Of all that documentation, McNee says, “Here’s the facts, we’ve demonstrated, we’ve laid it all out that you and others are paying for it. We’re not the only one.”
Even with his case laid out, McNee says he can sometimes go back and forth with appraisers for weeks before moving up the chain of command and the company is open to negotiate. Then, there are the times that his approaches to insurers are flat out ignored.
Says McNee, that’s when it’s “even more of a reason that the customer needs to be involved.”
Get customers involved.
When a repair is gummed up by an insurance company that’s gone incommunicado, McNee says he has a clear message for the customer concerned.
“‘It’s not my insurance company,” he says he tells them, “this is your company and this is what they’re doing to you!’”
Ron Reichen, president of Precision Body and Paint, which has three Oregon locations that gross $17 million, argues that customers are your best bet to get paid.
“You have to educate that customer,” says Reichen, pointing out he’s constantly coaching front office staffers on how to both explain and sell the value of a certified repair, and how if a customer’s insurance company isn’t up for one, “let them know they have a substandard insurer.”

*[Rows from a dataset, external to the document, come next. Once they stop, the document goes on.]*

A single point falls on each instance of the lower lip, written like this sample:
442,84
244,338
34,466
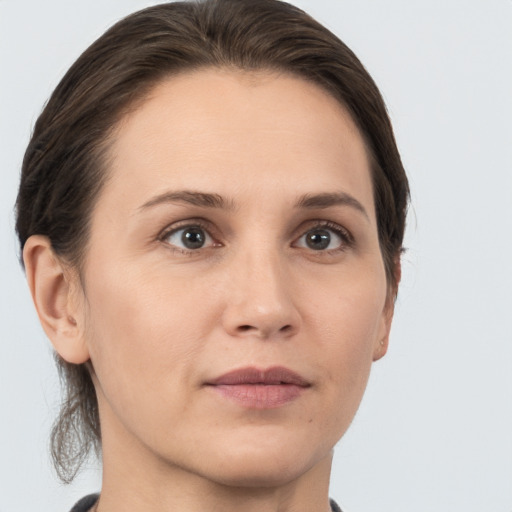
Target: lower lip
260,396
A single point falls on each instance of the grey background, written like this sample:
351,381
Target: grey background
434,431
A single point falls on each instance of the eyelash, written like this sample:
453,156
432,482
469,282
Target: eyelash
347,240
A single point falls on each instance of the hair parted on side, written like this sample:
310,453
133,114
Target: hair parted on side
66,161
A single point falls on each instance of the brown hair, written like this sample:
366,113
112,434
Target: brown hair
66,161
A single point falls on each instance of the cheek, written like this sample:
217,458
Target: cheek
141,331
349,320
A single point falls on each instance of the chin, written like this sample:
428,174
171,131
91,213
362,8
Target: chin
260,466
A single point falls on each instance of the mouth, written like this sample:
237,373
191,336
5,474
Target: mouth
260,389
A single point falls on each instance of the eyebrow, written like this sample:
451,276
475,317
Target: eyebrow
202,199
209,200
329,199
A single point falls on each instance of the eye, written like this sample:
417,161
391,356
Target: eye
188,238
324,238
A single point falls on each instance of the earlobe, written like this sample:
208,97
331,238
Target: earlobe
382,342
53,290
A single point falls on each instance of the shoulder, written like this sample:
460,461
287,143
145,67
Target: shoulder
85,503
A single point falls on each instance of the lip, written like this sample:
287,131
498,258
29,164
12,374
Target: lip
256,388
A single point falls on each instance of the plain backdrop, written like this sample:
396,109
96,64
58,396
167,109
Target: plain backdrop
434,431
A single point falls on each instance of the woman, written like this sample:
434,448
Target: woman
211,214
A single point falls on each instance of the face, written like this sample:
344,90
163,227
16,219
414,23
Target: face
234,289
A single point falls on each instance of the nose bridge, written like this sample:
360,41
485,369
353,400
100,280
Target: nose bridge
260,301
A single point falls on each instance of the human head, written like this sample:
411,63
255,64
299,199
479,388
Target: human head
66,163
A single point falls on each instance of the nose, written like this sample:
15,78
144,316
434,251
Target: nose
259,299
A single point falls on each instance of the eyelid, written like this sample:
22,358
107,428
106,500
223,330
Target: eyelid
345,235
188,223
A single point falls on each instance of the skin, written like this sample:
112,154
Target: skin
157,320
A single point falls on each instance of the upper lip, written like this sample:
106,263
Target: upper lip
271,376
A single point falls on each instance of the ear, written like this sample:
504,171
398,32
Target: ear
54,288
382,340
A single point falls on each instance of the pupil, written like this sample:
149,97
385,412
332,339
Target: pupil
193,238
318,240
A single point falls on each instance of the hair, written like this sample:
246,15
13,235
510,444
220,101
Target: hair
66,161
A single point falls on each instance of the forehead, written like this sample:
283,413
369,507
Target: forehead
237,131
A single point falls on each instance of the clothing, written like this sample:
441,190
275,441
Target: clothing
86,503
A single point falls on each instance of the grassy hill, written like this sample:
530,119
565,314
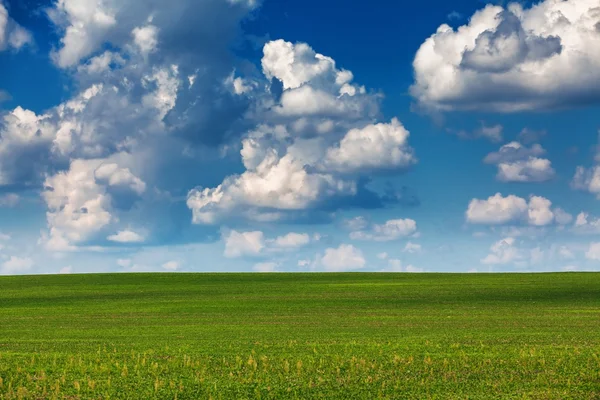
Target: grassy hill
346,336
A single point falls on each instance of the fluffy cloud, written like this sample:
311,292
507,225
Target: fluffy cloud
380,146
587,179
496,209
313,145
171,265
240,244
344,258
390,230
126,236
265,267
508,59
493,133
12,35
503,252
17,265
593,252
517,163
248,244
513,209
80,203
586,224
87,25
291,240
411,247
9,200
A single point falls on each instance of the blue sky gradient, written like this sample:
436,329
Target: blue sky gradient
246,135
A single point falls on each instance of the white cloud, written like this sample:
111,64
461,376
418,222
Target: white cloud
344,258
390,230
379,146
304,155
113,175
412,248
145,38
89,24
493,133
394,265
171,265
496,209
587,179
9,200
124,262
517,163
586,224
66,270
593,252
562,217
240,244
513,209
80,202
508,59
565,252
503,252
126,236
291,240
12,34
17,265
539,212
265,267
356,223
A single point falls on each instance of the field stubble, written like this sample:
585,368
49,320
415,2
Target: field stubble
347,336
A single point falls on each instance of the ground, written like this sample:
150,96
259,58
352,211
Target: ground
346,336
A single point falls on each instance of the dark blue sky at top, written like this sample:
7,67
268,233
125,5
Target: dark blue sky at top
377,41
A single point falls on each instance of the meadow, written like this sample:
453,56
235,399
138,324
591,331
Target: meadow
300,336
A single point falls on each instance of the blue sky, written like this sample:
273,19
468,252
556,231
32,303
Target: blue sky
247,135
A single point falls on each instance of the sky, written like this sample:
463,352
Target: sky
299,136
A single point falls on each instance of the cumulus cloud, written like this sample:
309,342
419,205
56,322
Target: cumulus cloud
9,200
593,252
497,210
411,247
390,230
291,240
493,133
503,251
126,236
587,179
254,243
586,224
517,163
85,27
80,204
380,146
240,244
171,265
344,258
12,35
507,59
66,270
17,265
312,147
265,267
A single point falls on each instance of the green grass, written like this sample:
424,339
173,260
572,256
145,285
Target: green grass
346,336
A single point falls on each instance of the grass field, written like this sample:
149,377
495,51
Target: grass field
346,336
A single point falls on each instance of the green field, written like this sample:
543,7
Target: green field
346,336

The disappearance of adjusters, and others within insurance companies with whom shops may have a relationship, means you never know who’s looking at an estimate, Reichen says. That makes customers the most direct and effective way to put pressure on insurers.
Educating customers comes in handy when insurers create shortfalls, because, Reichen says, “We’ve already got that customer on our side.”
Another way customers can be helpful is their connection to their insurance agent, he says. In short, he says, explain to agents how the actions of their claims departments are jeopardizing relationships with clients.
Reichen says he knows of denied claims situations where an agent has reimbursed a customer who’d paid out of pocket to cover a shortfall.
Change the status quo.
While setting expectations with insurers and leveraging customers is important on a case-by-case basis, McNee says the collision repair industry as a whole needs to work together to change the status quo.
“The body shops have done it to themselves over the years,” he says, noting huge disparities in labor rates between collision repairers and those doing mechanical repairs, while arguing that collision repair takes more equipment, training and skill. “If the truth hurts, so be it. We have the largest bark and the poorest bite.”
McNee says that while some shops are “stepping up to the plate,” more need to stand up for their customers and act as experts.
Change could also come in other forms, he says. For instance, if shops and insurers shared liability for repairs, carriers would be far more likely to press for by-the-book repairs to safely restore vehicles to pre-loss condition.
Also, says McNee, this would be improved by more shops knowing how to carry out those by-the-book repairs, by delving into repair procedures, getting up to speed on advanced driver-assistance calibrations, and all the advancements that have happened in the industry even in just the past five years.
“This is a continuous education and there doesn’t seem to be an end in sight,” he says. “Shops need to get involved and take control of their business. All liability lies solely with the shop.”